Wednesday, September 21, 2016




THEATER

Pearl
A Taste of Honey



"In 1959 at age 18, playwright Shelagh Delaney rocked the theatre world with a play that both defined and defied her generation. A Taste of Honey is the clever, passionate, and poignant story of a young woman facing an uncertain future in a hostile world—and learning to trust that love, in its every heartbreaking and messy form, will see her through.

“Delaney was only 18 when she wrote this story of a complex mother-daughter relationship challenged and defined by a world of poverty, gender inequality, racism, and sexual identity. The play asks deep questions, but does so with humor and optimism. Delaney mixes hyper-realistic details of life in England’s poorest industrial towns in the late 1950s with a dose of meta-theatrical emotional exploration through music—the play incorporates a live jazz band that the actors are (sort of) aware of.

It’s a tender story of a young woman trying to engage with a much larger and more complex world than the one she’s grown up in—in many ways, far more than Osborne’s Look Back in Anger of the same time period, Delaney anticipates the social questions of the 1960s and sets her heroine on the path to answer them”





https://www.timeout.com/newyork/blog/theater-review-a-taste-of-honey-is-bittersweet-at-pearl-theatre-company-091616



Theater review: A Taste of Honey is bittersweet at Pearl Theatre Company

Photograph: Russ Rowland

It’s a mystery why Shelagh Delaney's funny, touching and extraordinarily prescient 1958 play has sat on the shelf for so long: there hasn’t been a significant New York revival for 35 years. Director Austin Pendleton, who remembers being “unmoored” by the 1960 Broadway premiere, has done audiences a favor in dusting off the stage play, which compares favorably with the familiar 1961 film version. Steeped in period details (including an onstage jazz trio, suitably unflappable), this story of an oddball adolescent surviving the neglect of her self-centered “semi-whore” of a mother (Delaney’s descriptor) feels surprisingly contemporary. After a weirdly peppy misjudged beginning—raising the suspicion that Pendleton might intend to jack up the RPM to offset the running time—the central duo really hit their stride. Although Rachel Botchan, as hard-partying Helen, comes across as just a bit too chipper (she could use a dash more slattern), Rebekah Brockman is a revelation in the role of quirky, outspoken Jo.
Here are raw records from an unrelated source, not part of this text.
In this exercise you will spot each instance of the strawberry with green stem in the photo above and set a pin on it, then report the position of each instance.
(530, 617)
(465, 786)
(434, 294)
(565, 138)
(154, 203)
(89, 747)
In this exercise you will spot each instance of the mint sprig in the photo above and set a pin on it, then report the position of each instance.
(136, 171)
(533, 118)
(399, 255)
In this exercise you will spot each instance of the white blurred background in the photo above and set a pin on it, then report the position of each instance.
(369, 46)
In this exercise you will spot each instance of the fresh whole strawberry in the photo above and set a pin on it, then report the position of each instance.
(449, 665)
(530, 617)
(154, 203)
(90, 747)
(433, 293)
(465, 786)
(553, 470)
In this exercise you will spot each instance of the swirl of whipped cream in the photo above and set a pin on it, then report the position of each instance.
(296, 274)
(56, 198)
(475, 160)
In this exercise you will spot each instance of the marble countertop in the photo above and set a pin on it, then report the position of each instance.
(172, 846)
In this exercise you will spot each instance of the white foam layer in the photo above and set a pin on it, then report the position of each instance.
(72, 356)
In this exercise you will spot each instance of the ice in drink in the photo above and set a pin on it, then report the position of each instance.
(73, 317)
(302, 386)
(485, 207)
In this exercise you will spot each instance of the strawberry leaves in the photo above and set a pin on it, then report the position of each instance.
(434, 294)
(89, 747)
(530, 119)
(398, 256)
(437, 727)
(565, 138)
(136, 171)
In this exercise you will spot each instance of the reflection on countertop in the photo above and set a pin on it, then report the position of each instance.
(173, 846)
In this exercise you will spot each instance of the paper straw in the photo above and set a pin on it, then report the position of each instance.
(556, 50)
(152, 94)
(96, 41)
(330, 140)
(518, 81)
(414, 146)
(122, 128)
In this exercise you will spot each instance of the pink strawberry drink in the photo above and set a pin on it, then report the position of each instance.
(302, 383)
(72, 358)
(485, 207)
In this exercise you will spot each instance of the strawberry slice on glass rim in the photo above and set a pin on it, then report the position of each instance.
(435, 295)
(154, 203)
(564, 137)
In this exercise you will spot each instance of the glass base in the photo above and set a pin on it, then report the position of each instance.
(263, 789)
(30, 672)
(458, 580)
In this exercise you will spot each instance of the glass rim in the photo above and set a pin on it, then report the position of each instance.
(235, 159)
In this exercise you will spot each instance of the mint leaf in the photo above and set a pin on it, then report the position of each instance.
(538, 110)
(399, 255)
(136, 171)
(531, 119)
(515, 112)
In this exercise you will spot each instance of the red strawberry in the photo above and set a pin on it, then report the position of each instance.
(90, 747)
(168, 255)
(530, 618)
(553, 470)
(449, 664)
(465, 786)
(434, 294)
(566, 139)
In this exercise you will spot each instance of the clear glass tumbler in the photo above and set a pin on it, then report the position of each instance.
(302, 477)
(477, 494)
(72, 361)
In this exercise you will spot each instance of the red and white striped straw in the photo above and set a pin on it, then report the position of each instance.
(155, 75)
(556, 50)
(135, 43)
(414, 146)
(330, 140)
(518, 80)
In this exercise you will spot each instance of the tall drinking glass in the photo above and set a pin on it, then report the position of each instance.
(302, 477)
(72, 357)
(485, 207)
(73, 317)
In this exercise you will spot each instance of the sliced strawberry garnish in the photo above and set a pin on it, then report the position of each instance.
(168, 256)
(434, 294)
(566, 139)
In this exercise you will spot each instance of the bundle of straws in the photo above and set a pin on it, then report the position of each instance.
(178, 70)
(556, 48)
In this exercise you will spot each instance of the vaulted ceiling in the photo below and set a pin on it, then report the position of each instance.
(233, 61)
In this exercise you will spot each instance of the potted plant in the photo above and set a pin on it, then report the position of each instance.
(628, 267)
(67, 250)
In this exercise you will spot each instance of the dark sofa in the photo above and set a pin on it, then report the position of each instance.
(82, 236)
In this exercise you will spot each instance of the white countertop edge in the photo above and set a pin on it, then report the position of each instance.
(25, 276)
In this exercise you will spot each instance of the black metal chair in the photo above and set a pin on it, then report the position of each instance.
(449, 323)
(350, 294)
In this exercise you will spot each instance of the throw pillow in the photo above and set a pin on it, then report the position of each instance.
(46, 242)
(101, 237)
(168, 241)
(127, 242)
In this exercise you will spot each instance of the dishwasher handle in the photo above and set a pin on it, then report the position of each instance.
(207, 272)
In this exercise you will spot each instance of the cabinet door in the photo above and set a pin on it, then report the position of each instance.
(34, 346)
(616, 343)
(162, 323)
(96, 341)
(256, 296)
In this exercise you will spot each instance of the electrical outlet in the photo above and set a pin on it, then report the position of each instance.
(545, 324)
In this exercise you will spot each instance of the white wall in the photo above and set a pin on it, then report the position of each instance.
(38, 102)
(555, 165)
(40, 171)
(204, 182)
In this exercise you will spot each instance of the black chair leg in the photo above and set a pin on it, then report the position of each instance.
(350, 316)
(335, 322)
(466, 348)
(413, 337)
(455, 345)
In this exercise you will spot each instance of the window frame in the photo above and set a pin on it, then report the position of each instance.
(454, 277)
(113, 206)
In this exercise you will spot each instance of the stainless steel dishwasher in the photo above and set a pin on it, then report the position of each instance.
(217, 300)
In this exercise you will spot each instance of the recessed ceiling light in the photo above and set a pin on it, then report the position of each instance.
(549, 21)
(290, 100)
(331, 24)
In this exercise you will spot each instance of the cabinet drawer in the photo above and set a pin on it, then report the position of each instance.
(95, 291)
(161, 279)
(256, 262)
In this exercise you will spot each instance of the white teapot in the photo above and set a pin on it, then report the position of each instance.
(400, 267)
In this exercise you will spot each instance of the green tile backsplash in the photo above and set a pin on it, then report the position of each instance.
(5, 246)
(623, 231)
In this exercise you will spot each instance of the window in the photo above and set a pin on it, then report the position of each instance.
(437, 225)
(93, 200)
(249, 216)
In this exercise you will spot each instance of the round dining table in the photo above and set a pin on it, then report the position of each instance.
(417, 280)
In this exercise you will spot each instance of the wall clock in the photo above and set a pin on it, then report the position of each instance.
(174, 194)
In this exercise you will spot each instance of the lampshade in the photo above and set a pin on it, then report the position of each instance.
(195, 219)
Brockman’s splay-legged stance in the first act is the essence of schoolgirl truculence. Her eyes are like security cameras: Jo (Delaney, actually: a phenom at age 19) takes absolutely everything in. Jo fixates in particular on the beauty of a young black sailor (Ade Otukoya) who surfaces long enough to participate in her first dip into love, a realm she has already learned, through her mother, to associate with strife.

After intermission we find Jo knocked up: either carelessly or callously abandoned. Brockman commits none of the clichés of feigned pregnancy. Forgoing the standard waddle, she pitches slightly forward, as if in anticipation. Her Jo, still part child, is truly expectant—and simultaneously terrified. And that first labor pang? Wrung from her, it’s devastating.
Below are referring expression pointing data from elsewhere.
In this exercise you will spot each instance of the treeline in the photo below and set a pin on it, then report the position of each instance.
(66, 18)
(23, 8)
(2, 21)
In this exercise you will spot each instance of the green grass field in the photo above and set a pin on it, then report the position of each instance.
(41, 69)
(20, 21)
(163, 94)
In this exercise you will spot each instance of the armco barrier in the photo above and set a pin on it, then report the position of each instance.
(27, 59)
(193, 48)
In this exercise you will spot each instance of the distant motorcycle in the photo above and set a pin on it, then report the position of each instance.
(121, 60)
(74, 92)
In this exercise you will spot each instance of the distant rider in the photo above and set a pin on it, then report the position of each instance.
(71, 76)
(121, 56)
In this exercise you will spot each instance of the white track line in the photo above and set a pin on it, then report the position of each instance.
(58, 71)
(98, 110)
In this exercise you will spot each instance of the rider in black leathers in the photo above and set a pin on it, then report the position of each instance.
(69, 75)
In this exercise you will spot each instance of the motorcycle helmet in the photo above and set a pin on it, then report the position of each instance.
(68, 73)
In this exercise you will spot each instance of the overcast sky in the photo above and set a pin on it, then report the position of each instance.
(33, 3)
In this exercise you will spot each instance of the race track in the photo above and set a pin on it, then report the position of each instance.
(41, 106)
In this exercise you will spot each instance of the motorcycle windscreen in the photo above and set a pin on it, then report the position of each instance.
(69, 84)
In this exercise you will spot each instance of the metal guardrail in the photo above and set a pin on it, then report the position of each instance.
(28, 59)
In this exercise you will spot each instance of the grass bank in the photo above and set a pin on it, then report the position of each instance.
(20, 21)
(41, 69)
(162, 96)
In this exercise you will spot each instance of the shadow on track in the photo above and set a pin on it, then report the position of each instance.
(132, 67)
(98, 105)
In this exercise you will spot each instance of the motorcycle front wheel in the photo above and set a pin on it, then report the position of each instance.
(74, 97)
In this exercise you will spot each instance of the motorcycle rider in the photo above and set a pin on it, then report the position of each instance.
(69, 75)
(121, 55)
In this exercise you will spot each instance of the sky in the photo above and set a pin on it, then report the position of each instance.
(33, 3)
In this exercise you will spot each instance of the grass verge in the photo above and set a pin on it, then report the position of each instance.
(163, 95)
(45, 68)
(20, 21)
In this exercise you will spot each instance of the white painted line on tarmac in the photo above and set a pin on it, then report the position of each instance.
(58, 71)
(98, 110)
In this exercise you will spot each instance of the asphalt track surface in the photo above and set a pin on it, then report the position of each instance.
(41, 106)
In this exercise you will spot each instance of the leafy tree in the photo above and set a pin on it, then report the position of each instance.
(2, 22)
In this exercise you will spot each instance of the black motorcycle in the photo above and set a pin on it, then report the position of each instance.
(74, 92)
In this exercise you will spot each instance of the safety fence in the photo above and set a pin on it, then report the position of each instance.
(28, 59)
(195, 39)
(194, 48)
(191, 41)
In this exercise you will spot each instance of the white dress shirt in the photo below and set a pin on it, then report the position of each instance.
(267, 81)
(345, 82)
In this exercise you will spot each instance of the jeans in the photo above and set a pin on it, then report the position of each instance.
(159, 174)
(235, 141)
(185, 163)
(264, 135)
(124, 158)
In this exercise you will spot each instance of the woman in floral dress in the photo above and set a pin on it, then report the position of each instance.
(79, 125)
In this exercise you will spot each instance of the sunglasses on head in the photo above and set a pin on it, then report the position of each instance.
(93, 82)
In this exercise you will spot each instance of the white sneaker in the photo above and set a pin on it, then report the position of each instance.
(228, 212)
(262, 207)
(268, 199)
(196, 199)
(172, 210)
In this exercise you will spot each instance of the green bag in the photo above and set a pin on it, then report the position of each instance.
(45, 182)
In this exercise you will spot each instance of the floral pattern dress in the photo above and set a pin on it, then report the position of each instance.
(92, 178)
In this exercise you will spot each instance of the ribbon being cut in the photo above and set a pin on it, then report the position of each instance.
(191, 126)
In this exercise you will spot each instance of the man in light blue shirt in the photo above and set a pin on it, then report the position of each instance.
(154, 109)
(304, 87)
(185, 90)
By the time Jo’s dalliance has come to fruition, Helen has flown their squalid coop—a sooty, Manchester flat ably summoned by Harry Feiner—in favor of a bon vivant drunkard a decade her junior (company regular Bradford Cover, convincingly louche). As a substitute, Jo has taken up with Geoffrey (John Evans Reese, nicely understated), a cosseting young man whom she quickly pegs, nonjudgmentally, as homosexual. His awkward attempts to initiate a physical relationship go nowhere, but their bonds run deep: Jo teasingly exults in having a “big sister.” To see such a relationship honestly and unsentimentally depicted a full generation before the “gay best friend” meme is almost unbearably touching, especially in light of the hundreds of thousands of similarly kind-hearted companions who would subsequently succumb to AIDS.